# Help dating this Elliman's Embrocation



## ukbottlecollector (Dec 31, 2018)

Hello, new to the forum. Recently I was given this Elliman's Embrocation with a label and contents (I am not going to open it!). I was wondering if anyone knew when this might have been made? I have assumed after 1900?
	

	
	
		
		

		
			





Sent from my SM-G950F using Tapatalk


----------



## nhpharm (Dec 31, 2018)

I would say 1930's.


----------



## CanadianBottles (Dec 31, 2018)

I'd say 1930s as well.  Could be a few years before or after that but not by much.


----------



## Old Wiltshire (Dec 31, 2018)

-
Hi ukbottlecollector,

The key to dating your bottle is on the label.
Purchase tax was introduced in the UK in 1940 and remained until 1973 when it was superceded by VAT.
So it will not be before 1940 and an educated guess would be it dates from the 1940's.
A brief history of the company is available via the following link.
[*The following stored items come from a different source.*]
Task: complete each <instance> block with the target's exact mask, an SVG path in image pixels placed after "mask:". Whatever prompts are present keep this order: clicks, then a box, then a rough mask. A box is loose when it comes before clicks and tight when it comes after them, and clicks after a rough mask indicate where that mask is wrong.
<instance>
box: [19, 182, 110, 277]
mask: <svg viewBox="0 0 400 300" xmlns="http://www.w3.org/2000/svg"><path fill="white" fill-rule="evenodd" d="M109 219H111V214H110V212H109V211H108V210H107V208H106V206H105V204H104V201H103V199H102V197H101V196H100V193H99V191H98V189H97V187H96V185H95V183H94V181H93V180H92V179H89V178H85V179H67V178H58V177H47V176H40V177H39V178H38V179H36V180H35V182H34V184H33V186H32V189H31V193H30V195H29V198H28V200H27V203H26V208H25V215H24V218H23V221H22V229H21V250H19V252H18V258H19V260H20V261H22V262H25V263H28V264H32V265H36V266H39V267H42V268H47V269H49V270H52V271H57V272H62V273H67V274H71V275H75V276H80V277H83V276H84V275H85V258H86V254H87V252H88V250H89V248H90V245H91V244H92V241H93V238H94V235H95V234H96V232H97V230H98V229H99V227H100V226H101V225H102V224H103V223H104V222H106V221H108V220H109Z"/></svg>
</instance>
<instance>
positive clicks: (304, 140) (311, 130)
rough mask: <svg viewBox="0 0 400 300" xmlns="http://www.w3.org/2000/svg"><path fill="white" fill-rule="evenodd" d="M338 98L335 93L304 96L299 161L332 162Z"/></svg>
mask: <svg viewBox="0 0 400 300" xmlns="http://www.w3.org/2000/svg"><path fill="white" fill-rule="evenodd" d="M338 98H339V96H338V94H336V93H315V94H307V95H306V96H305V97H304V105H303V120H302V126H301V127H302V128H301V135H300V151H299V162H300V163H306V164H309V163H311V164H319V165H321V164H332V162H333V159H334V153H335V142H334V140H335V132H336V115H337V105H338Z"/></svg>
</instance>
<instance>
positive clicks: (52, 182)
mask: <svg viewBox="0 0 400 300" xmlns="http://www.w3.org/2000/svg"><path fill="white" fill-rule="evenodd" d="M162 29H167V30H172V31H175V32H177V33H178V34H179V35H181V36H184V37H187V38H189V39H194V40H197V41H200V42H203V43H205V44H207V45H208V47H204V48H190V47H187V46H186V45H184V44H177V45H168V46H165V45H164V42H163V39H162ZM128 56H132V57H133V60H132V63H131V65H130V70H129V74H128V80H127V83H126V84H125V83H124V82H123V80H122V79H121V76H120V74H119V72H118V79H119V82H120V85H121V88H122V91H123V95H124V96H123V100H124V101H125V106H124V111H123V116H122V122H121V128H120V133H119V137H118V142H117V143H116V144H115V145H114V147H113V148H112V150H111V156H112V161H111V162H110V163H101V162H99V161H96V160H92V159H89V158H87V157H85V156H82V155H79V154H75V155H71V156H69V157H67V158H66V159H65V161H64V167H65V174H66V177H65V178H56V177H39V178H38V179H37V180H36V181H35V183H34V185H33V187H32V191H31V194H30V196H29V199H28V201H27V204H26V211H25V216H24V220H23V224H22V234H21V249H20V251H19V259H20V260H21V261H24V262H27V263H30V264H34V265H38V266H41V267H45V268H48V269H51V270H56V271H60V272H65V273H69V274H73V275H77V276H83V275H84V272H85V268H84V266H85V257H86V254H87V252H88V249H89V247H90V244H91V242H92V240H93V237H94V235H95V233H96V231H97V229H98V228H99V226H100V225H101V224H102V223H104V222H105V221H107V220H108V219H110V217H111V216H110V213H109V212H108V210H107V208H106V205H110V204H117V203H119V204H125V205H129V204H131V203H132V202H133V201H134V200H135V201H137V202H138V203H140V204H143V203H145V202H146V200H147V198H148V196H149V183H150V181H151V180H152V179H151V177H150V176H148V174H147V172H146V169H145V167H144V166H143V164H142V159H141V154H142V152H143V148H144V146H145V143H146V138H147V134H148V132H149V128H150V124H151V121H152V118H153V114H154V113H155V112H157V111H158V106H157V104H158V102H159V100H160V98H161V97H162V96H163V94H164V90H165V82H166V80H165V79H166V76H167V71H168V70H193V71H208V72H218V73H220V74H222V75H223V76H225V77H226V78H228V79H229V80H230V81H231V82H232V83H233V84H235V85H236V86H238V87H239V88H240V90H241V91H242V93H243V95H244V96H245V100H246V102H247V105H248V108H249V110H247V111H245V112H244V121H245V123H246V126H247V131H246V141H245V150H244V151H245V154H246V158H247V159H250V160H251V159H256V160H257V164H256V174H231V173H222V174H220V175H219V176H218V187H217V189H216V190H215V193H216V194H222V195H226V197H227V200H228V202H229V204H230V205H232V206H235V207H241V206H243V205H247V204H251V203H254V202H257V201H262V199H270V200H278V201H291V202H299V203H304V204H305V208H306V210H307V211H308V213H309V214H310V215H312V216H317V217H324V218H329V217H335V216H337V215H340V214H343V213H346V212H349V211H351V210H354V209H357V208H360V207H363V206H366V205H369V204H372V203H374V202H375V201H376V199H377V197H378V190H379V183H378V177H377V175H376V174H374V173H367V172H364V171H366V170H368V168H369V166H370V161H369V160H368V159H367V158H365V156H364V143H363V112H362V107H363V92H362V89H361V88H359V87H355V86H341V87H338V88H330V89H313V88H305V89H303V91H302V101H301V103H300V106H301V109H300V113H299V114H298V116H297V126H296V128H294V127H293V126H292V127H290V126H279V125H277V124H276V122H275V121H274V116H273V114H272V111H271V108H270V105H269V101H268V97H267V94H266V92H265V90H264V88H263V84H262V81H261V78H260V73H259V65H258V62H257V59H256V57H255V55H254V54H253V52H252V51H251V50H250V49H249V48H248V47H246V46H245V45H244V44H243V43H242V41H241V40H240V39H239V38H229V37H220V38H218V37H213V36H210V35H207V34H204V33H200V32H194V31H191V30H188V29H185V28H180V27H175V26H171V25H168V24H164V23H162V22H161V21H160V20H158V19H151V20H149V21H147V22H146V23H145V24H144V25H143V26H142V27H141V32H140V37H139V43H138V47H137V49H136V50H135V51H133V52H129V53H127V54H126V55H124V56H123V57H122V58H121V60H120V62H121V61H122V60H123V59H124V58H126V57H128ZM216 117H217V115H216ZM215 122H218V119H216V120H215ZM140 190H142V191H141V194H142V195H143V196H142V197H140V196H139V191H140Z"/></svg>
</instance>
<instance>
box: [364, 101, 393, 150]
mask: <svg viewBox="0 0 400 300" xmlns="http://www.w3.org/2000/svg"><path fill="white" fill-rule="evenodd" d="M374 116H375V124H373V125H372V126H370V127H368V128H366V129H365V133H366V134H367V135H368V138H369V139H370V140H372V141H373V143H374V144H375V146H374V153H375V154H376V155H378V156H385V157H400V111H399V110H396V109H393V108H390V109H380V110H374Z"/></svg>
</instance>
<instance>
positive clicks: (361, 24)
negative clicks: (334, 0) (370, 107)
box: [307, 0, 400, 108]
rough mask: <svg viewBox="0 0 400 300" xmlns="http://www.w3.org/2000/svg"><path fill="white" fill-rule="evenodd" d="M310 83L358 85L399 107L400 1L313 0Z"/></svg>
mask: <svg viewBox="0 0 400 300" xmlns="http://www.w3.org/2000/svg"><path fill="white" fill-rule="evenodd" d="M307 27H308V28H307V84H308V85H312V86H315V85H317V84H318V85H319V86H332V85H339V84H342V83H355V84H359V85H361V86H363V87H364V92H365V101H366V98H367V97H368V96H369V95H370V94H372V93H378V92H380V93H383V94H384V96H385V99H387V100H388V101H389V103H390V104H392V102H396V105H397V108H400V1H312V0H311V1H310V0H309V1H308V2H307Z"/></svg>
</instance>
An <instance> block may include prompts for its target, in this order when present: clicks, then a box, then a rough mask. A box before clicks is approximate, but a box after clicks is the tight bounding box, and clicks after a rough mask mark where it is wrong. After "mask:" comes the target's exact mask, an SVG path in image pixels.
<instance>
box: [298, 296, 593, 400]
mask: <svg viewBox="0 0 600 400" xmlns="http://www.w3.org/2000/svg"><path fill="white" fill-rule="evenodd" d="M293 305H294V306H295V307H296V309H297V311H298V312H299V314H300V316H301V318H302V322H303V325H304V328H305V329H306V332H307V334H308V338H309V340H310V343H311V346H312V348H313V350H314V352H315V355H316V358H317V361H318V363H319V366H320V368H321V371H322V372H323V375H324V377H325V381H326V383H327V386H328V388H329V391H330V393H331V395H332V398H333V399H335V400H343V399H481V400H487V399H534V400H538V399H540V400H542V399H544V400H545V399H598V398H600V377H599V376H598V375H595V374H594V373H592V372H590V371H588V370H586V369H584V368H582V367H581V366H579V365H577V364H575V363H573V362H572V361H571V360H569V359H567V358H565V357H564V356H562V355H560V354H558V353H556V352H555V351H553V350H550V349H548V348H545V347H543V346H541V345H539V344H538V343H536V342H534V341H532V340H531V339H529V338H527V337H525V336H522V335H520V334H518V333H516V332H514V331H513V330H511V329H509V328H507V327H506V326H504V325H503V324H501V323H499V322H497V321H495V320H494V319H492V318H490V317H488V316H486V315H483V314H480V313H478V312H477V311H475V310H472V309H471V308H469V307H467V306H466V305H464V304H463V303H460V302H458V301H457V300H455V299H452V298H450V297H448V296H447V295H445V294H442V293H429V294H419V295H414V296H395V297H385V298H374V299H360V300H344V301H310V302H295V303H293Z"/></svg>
http://www.sloughhistoryonline.org....&_IXMAXHITS_=1&=theme_record_id=sl-sl-elliman

-
A google image search on Ellimans Embrocation will bring up numerous images of both the various bottles and advertising for this product.
The earlier bottles are quite a common find in late 19th and early 20th century rubbish tips in the UK and consequently have a low value.

-


​


----------



## ukbottlecollector (Jan 1, 2019)

Old Wiltshire said:


> -
> Hi ukbottlecollector,
> 
> The key to dating your bottle is on the label.
> ...


Thanks for the detailed information Old Wiltshire. I hadn't seen any with labels online so wasn't sure where to start. I didn't expect it to have much value so no surprise there. Thanks again. 

Sent from my SM-G950F using Tapatalk


----------